¡Amor y paz!
La Iglesia celebra hoy la fiesta del evangelista San Marcos. Una oportunidad para acercarnos a la vida de estos hombres santos y a la manera como fueron escritos los evangelios. Los invito, hermanos, a
leer y meditar el Evangelio y el comentario.
Dios los bendiga…
Evangelio según San Marcos 16,15-20.
Y les dijo: «Vayan
por todo el mundo y anuncien la Buena Nueva a toda la creación. El que crea y
se bautice, se salvará; el que se niegue a creer será condenado. Estas señales
acompañarán a los que crean: en mi Nombre echarán demonios y hablarán nuevas
lenguas; tomarán con sus manos serpientes y, si beben algún veneno, no les hará
daño; impondrán las manos sobre los enfermos y quedarán sanos.» Después de
hablarles, el Señor Jesús fue llevado al cielo y se sentó a la derecha de Dios.
Ellos, por su parte, salieron a predicar en todos los lugares. El Señor actuaba
con ellos y confirmaba el mensaje con los milagros que los acompañaban.
Comentario
Resulta interesante y consolador reconstruir, a
través de los datos consignados por San Lucas en los Hechos de los
Apóstoles, el desarrollo de las primitivas comunidades cristianas.
La de Jerusalén, que fue la primera —fundada el
mismo día de Pentecostés con los "casi tres mil" convertidos por el
primer sermón de San Pedro—, tenía varios centros de reunión, de los cuales tal
vez el principal era "la casa de María".
Vivía esta buena mujer —acaso viuda, pues su marido
no se nombra nunca— en una casa espaciosa y bien amueblada, que, según todas
las probabilidades y los testimonios de la antigüedad, fue donde celebró Jesús
la última Cena, donde se reunieron los discípulos después de la muerte del
Señor y de su ascensión, y donde tuvo lugar la venida del Espíritu Santo sobre
los apóstoles. Acaso era suyo también el huerto de Getsemaní —"Molino de
aceite"—, en el monte de los Olivos, donde el Señor acostumbraba a pasar
las noches en oración cuando moraba en Jerusalén.
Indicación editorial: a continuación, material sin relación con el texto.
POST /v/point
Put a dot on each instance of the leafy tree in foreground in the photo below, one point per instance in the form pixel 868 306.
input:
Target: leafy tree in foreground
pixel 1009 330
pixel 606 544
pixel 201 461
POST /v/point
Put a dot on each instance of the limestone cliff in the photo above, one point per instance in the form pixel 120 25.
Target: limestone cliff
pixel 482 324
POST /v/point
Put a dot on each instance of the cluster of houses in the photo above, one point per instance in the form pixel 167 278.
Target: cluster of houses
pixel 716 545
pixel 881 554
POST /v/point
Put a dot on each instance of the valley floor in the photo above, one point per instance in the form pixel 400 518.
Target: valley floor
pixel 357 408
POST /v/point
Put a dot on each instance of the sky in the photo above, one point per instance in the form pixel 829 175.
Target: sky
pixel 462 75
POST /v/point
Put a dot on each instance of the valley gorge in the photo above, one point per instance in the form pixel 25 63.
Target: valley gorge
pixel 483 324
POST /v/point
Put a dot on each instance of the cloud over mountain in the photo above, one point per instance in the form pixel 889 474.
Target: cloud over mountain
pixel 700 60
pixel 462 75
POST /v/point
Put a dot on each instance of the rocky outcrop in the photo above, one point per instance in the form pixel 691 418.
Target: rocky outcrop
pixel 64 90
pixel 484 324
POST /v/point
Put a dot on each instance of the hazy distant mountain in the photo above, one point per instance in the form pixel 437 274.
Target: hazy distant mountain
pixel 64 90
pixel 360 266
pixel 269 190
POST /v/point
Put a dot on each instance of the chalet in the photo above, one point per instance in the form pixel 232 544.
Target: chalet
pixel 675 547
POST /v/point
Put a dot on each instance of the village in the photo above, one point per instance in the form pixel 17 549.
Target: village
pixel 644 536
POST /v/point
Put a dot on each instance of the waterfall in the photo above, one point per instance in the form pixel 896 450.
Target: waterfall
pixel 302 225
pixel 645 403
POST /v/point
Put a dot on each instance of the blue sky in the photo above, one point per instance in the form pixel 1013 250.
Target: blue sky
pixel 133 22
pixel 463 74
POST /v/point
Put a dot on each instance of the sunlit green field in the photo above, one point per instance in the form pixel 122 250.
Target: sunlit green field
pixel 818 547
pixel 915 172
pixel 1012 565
Era la de María una familia levítica. Su marido había
sido sacerdote del templo de Jerusalén. Su hijo, según la costumbre helenista,
llevaba dos nombres: judío el uno y romano el otro. Se llamaba Juan Marcos.
Juan Marcos era muy niño cuando Jesús predicaba y
tenía relaciones con sus padres. La noche del prendimiento dormía
tranquilamente en la casita de campo de Getsemaní. Le despertó el ruido de las
armas y el tropel de las gentes que llevaban preso a Jesús, y, envuelto en una
sábana, salió a curiosear. Los soldados le echaron mano. Pero él logró desenredarse
de la sábana y huyó desnudo.
Después de Pentecostés siguió siendo la casa de
María el centro de reunión más frecuentado por los apóstoles y acaso la morada
habitual de San Pedro. Allí se hizo la elección de San Matías, allí se
celebraba la "fracción del pan", allí hacían entrega de sus haberes
los nuevos convertidos para que los apóstoles al principio, y más tarde los
diáconos, los distribuyesen entre los pobres.
Uno de los primeros bautizados por San Pedro fue
Juan Marcos, el hijo de María, la dueña de la casa.
El niño Juan Marcos del año 30 era ya un hombre
cuando el año 44 decidió marcharse con su primo José Bar Nabu'ah a la ciudad
del Orontes.
Era José hijo de una familia levítica establecida en
Chipre y primo carnal de Marcos. Sus padres le enviaron a Jerusalén a los
quince años para que estudiara las Escrituras a los pies de Gamaliel, como
Saulo, y acaso al mismo tiempo que éste. Era natural que se hospedara en la
casa de su tía. Allí le sorprendieron los acontecimientos que dieron lugar a la
fundación de la Iglesia cristiana. José creyó desde el principio y quién sabe
si hasta siguió al Maestro en alguna de sus correrías. Los apóstoles
aprovecharon muy pronto para la catequesis entre los judíos su gran
conocimiento de la Ley, y, visto su celo en el desempeño de su ministerio, le
apellidaron Bernabé —"Bar Nabu'ah"—, el hijo de la consolación o de
la profecía, el hombre de la palabra dulce e insinuante.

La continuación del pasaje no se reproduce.